I manage to solve $f '(x)+f(x)= \cos x$, starting first by solving $y'=-y$ using $y=\exp(ax)$. But here I get stuck because of $f(-x)$.

Answer 1

Assume that $f$ is a solution valid on all of ${\mathbb R}$. Then we can write $f$ in the form $f(x)=u(x)+v(x)$ with $u$ an even and $v$ an odd function of $x$. It follows that we have $$u'(x)+v'(x)+u(x)-v(x)\equiv \cos x\ .$$ Separating even and odd parts here entails $$v'(x)+u(x)\equiv\cos x,\qquad u'(x)-v(x)\equiv0\ .\tag{1}$$ It follows that $$u''(x)+u(x)\equiv\cos x\ .\tag{2}$$ Now this is an ordinary differential equation, and we want an even solution of this equation.
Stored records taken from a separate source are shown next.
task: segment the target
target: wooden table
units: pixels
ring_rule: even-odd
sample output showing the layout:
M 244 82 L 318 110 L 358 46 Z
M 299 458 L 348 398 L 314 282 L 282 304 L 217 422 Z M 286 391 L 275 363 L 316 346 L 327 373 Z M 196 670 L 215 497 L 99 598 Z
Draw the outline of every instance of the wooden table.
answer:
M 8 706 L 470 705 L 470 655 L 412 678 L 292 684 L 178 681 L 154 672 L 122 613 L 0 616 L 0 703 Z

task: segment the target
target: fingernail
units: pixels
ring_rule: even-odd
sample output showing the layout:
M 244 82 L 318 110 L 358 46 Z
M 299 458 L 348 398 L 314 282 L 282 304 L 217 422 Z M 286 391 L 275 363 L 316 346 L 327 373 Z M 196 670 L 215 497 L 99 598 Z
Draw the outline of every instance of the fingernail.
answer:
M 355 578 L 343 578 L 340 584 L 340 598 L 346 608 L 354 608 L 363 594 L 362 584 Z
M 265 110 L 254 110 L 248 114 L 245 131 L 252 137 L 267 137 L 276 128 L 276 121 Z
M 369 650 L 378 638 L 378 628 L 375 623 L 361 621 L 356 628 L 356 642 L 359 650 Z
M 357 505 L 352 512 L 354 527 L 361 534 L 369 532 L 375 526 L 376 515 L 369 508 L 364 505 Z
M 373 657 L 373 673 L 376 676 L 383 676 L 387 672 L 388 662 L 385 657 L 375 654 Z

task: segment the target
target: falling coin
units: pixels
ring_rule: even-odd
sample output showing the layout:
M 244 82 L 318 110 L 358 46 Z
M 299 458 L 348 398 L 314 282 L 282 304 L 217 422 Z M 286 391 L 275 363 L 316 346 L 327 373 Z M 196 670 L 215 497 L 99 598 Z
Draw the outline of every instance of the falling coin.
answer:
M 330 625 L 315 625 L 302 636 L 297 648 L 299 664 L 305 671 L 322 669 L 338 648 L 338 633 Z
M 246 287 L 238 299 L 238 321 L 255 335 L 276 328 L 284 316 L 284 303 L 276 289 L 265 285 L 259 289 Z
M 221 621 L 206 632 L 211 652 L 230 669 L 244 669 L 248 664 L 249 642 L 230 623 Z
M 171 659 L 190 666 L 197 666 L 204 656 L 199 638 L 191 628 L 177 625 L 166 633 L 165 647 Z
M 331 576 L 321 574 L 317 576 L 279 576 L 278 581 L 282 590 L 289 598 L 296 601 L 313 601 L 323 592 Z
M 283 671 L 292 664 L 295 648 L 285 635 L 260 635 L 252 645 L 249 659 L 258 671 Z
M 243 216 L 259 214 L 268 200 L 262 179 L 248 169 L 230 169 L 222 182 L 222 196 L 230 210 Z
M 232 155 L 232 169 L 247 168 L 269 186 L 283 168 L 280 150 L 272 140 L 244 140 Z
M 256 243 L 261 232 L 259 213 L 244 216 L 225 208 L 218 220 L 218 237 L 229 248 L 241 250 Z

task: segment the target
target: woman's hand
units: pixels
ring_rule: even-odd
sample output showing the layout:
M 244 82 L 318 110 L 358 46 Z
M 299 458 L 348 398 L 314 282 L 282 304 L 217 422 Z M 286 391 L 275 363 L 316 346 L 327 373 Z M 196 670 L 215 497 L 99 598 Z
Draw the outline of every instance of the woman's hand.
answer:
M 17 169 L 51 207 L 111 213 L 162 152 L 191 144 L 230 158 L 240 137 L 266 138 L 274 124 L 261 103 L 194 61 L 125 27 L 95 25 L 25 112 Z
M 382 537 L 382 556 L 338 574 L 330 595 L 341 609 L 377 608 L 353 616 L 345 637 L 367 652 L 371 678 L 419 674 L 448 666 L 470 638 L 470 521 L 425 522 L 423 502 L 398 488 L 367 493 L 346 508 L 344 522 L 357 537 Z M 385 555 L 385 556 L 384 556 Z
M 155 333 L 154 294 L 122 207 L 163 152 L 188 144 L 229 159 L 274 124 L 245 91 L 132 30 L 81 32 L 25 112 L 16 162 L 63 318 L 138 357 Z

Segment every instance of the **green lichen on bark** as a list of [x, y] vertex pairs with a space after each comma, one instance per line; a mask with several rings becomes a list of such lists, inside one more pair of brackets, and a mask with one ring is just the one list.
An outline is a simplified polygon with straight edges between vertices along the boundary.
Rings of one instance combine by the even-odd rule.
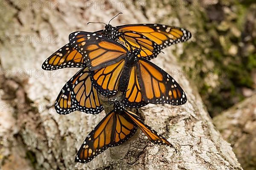
[[[155, 22], [186, 28], [192, 34], [177, 56], [194, 82], [212, 116], [253, 90], [256, 68], [256, 4], [253, 1], [147, 0], [145, 13]], [[156, 9], [161, 8], [161, 12]], [[155, 13], [154, 12], [155, 11]], [[177, 18], [178, 21], [174, 19]], [[175, 47], [173, 47], [174, 53]]]

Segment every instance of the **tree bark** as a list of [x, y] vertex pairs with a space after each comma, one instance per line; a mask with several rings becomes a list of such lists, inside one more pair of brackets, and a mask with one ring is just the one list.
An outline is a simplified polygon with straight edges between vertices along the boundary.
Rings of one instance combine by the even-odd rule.
[[246, 170], [256, 168], [256, 94], [213, 119], [217, 128], [229, 142]]
[[[89, 163], [75, 163], [78, 149], [105, 113], [58, 114], [53, 106], [55, 100], [78, 70], [47, 71], [41, 65], [68, 42], [70, 33], [102, 28], [100, 24], [87, 25], [89, 21], [107, 23], [119, 12], [124, 14], [111, 22], [113, 26], [159, 20], [153, 15], [147, 19], [137, 2], [135, 5], [125, 2], [128, 4], [125, 8], [124, 3], [116, 1], [33, 1], [27, 2], [26, 7], [14, 0], [1, 2], [0, 163], [3, 169], [242, 169], [230, 144], [223, 140], [202, 107], [196, 88], [186, 76], [181, 76], [180, 65], [172, 50], [180, 55], [182, 44], [168, 48], [152, 61], [169, 74], [175, 73], [172, 76], [185, 91], [188, 102], [178, 107], [149, 105], [142, 109], [146, 123], [166, 137], [178, 153], [153, 144], [138, 131], [127, 142], [108, 149]], [[111, 8], [108, 7], [110, 4]], [[176, 26], [184, 26], [172, 19]]]

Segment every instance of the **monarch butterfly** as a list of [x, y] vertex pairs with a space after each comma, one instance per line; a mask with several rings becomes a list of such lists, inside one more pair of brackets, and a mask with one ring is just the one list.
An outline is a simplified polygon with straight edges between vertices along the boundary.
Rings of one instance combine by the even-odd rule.
[[57, 98], [55, 107], [60, 114], [77, 110], [92, 114], [102, 111], [103, 106], [92, 85], [88, 68], [81, 69], [66, 83]]
[[173, 147], [134, 113], [126, 110], [122, 103], [116, 102], [114, 109], [87, 136], [77, 153], [75, 162], [87, 163], [108, 147], [122, 144], [134, 134], [137, 127], [151, 142]]
[[[139, 57], [149, 60], [156, 57], [165, 47], [186, 41], [191, 37], [190, 32], [184, 28], [164, 25], [136, 24], [113, 27], [110, 24], [110, 21], [117, 15], [111, 20], [108, 24], [98, 23], [105, 24], [105, 29], [94, 33], [122, 43], [128, 50], [134, 48], [141, 48]], [[68, 43], [50, 56], [42, 68], [52, 70], [67, 67], [84, 67], [83, 60], [77, 51]]]
[[96, 33], [74, 32], [69, 39], [70, 45], [84, 56], [93, 84], [103, 96], [114, 95], [119, 89], [126, 93], [125, 105], [130, 107], [186, 102], [184, 92], [171, 76], [139, 57], [141, 49], [128, 51]]

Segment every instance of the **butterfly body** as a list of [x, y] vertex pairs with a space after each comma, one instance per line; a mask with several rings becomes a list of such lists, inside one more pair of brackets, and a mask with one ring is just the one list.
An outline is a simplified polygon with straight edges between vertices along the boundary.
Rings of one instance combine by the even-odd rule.
[[144, 123], [122, 102], [115, 101], [113, 109], [90, 132], [78, 151], [75, 161], [87, 163], [109, 147], [118, 146], [134, 135], [137, 127], [154, 143], [172, 145]]
[[135, 48], [127, 53], [127, 56], [119, 82], [119, 89], [122, 92], [125, 92], [127, 90], [127, 86], [131, 74], [131, 69], [137, 62], [138, 58], [137, 56], [140, 54], [140, 51], [141, 49], [140, 48]]

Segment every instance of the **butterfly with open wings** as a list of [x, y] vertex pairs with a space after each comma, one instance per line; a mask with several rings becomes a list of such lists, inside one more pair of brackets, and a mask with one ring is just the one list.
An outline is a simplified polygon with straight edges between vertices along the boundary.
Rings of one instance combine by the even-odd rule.
[[[125, 106], [140, 107], [147, 103], [185, 103], [185, 92], [166, 72], [122, 44], [100, 34], [84, 31], [71, 33], [70, 43], [84, 57], [91, 80], [105, 96], [119, 90], [126, 93]], [[128, 91], [128, 89], [130, 90]]]
[[79, 150], [76, 162], [87, 163], [109, 147], [126, 141], [139, 127], [152, 142], [173, 147], [164, 137], [144, 123], [134, 113], [116, 101], [114, 109], [90, 133]]
[[[161, 49], [191, 37], [190, 32], [184, 28], [161, 24], [135, 24], [113, 27], [110, 24], [110, 21], [117, 15], [108, 24], [99, 23], [105, 24], [105, 29], [95, 33], [122, 42], [128, 50], [134, 48], [140, 48], [139, 56], [147, 60], [157, 57]], [[68, 43], [47, 59], [42, 68], [53, 70], [86, 66], [82, 55]]]

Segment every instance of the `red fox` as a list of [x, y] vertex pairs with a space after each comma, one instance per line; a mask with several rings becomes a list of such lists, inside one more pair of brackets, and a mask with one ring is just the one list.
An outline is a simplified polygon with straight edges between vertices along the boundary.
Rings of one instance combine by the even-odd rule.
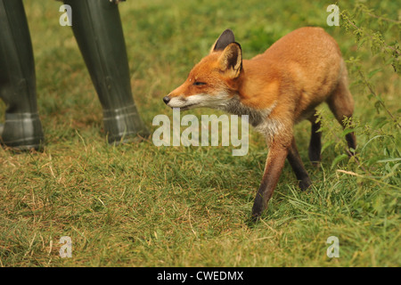
[[[323, 28], [312, 27], [291, 32], [251, 60], [242, 60], [240, 44], [226, 29], [185, 82], [163, 101], [183, 110], [208, 107], [248, 115], [250, 123], [266, 135], [269, 152], [252, 208], [254, 218], [266, 208], [285, 159], [301, 190], [312, 183], [298, 152], [294, 125], [303, 119], [312, 123], [308, 155], [318, 165], [322, 133], [315, 108], [326, 102], [343, 127], [344, 118], [354, 111], [339, 45]], [[354, 151], [354, 134], [346, 139]]]

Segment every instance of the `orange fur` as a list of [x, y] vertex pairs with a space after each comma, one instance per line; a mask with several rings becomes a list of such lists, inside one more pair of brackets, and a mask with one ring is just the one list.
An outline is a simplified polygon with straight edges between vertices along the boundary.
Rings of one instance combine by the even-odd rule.
[[[327, 102], [341, 124], [344, 117], [351, 117], [354, 101], [347, 80], [340, 48], [323, 28], [296, 29], [250, 60], [242, 60], [241, 45], [234, 42], [233, 32], [225, 30], [186, 81], [164, 100], [172, 108], [209, 107], [251, 116], [251, 124], [266, 135], [270, 149], [252, 210], [253, 216], [259, 216], [286, 158], [300, 187], [310, 185], [298, 154], [293, 126], [305, 118], [311, 120], [310, 158], [320, 158], [315, 107]], [[347, 140], [355, 149], [352, 133]]]

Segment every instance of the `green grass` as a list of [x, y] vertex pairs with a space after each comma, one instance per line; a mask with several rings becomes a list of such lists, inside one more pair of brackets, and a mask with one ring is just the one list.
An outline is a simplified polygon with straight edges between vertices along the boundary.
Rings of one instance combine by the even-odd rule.
[[[233, 157], [230, 147], [157, 148], [151, 140], [107, 145], [101, 105], [75, 38], [58, 22], [61, 4], [24, 3], [46, 146], [44, 152], [22, 154], [0, 149], [0, 265], [401, 265], [399, 129], [383, 124], [389, 122], [382, 119], [386, 112], [376, 111], [352, 68], [360, 164], [340, 160], [342, 131], [322, 107], [325, 148], [319, 169], [307, 159], [309, 124], [296, 127], [314, 185], [301, 192], [286, 164], [267, 211], [252, 224], [249, 217], [267, 153], [260, 134], [251, 132], [243, 157]], [[340, 9], [354, 4], [340, 4]], [[369, 4], [377, 14], [398, 17], [397, 2]], [[134, 97], [144, 122], [154, 131], [154, 116], [171, 118], [162, 97], [184, 80], [225, 28], [234, 31], [244, 58], [250, 58], [308, 25], [324, 27], [346, 60], [359, 58], [366, 71], [381, 68], [371, 82], [399, 118], [399, 76], [368, 48], [358, 49], [352, 35], [327, 27], [327, 5], [256, 0], [121, 4]], [[384, 35], [386, 41], [400, 41], [397, 27]], [[3, 104], [2, 118], [4, 110]], [[72, 239], [72, 258], [59, 256], [61, 236]], [[340, 240], [339, 258], [326, 256], [330, 236]]]

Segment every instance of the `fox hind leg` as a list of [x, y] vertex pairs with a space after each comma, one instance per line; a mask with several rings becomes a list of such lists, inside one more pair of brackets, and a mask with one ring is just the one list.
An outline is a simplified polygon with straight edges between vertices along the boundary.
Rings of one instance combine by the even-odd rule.
[[299, 181], [299, 188], [302, 191], [307, 190], [312, 184], [312, 182], [307, 175], [307, 169], [305, 169], [299, 153], [298, 152], [294, 138], [292, 138], [291, 145], [288, 149], [287, 159], [290, 162], [297, 179]]
[[[344, 118], [352, 118], [354, 113], [354, 99], [348, 87], [347, 74], [339, 82], [336, 89], [327, 100], [327, 103], [336, 119], [345, 128]], [[355, 150], [356, 148], [356, 139], [354, 132], [347, 134], [346, 140], [349, 149]], [[351, 150], [349, 154], [354, 154]]]
[[308, 118], [312, 124], [308, 154], [309, 159], [315, 167], [318, 167], [322, 159], [322, 132], [319, 132], [321, 124], [317, 119], [318, 114], [315, 110], [315, 113]]

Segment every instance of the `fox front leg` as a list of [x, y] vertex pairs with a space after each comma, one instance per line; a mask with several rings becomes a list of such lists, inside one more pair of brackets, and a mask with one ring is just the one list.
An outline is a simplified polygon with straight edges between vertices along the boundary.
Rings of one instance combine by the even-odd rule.
[[285, 143], [285, 141], [288, 140], [282, 140], [276, 135], [269, 143], [269, 153], [266, 161], [265, 172], [252, 207], [253, 219], [258, 219], [266, 208], [277, 185], [291, 147], [291, 140], [290, 143]]

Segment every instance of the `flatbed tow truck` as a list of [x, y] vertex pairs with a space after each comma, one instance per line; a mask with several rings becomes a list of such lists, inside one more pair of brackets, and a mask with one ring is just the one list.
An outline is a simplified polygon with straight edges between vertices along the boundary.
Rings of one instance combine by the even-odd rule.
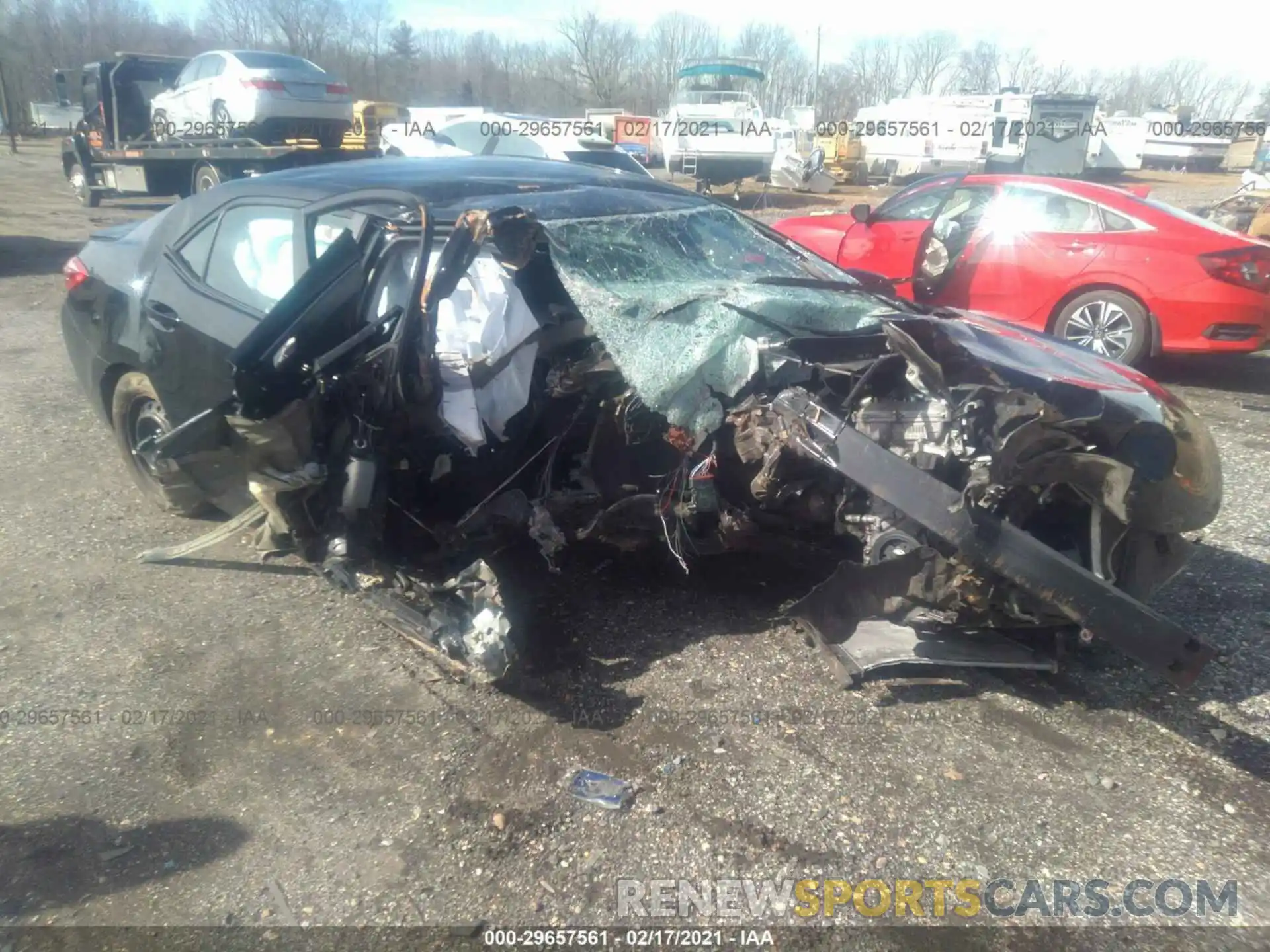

The general solution of the associated homogeneous equation is $u_{\rm hom}(x)=A\cos x+B\sin x$. A particular solution of the given inhomogeneous equation is found by the Ansatz $u_{\rm part}(x):=x(C\cos x+D\sin x)$ and determining the coefficients $C$ and $D$. Plugging the Ansatz into $(2)$ we obtain $C=0$, $D={1\over2}$. It follows that the general even solution of $(2)$ is given by $$u(x)=A\cos x+{x\over2}\sin x\ ,$$ and the second equation $(1)$ then gives $$v(x)=u'(x)={1\over2}\bigl(x\cos x+(1-2A)\sin x\bigr)\ .$$ This leads to $$f(x)=u(x)+v(x)=A(\cos x-\sin x)+{1\over2}\sin x+{x\over2}(\cos x+\sin x)\ .$$ It remains to check whether such $f$s indeed satisfy the originally given condition. I can leave this to you.